Boot maker Dr Martens is somewhat of an iconic brand, and the company has said that it is going to be seeking a UK listing this year. The company is currently owned by private equity firm Permira, which acquired it in 2013. At the moment the plan is understood to be to list between 25% and 40% of the company at a valuation of around £1 billion.
This is likely to be one of the hot UK IPOs in Q1 with plenty of retail and institutional interest. The usual suspects among the investment banks, including Goldman Sachs, Morgan Stanley and Barclays are going to be assisting. We are expecting to see considerable interest from retail investors largely because of Dr Martens’ strong brand which stretches back to the days of the British punk rock scene in the 1970s.
Dr Martens shares: 2020 numbers looking good
Dr Martens looks to be in fairly rude financial health compared to the early 2000s when it nearly went out of business entirely.
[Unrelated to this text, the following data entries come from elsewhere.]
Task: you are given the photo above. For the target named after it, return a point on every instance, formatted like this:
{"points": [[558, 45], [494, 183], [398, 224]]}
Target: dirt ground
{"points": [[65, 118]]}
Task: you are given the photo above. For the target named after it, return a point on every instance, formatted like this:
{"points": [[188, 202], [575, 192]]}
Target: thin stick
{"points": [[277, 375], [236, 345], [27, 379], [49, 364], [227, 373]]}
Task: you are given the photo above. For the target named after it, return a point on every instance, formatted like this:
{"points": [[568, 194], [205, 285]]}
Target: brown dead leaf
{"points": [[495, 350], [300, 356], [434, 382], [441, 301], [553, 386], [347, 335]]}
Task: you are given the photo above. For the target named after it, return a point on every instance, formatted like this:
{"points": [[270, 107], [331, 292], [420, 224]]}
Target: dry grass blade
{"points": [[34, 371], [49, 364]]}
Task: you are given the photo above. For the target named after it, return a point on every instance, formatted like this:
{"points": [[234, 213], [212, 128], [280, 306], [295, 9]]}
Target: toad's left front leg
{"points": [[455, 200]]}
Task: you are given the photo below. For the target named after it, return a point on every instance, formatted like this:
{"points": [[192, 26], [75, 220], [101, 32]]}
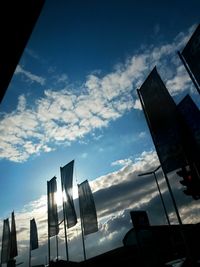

In the six months to the end of September it reported an 18% gain in revenues to £318m, while in the last financial year (to end of March 2020) revenues were £672m on £184m in earnings.
“It is certainly true the DM brand, as it was colloquially known in the 1960’s and 1970’s, has retained a resilience that has spanned the decades, however the durability of the boots does appear to have declined in recent years,” observed CMC Markets analyst Michael Hewson. “The hope is that these problems have been addressed, while the motives behind the sale will also need to be addressed, almost one year after Permira diversified the business, paying £1.3bn for trainer brand Golden Goose at the end of February 2020.”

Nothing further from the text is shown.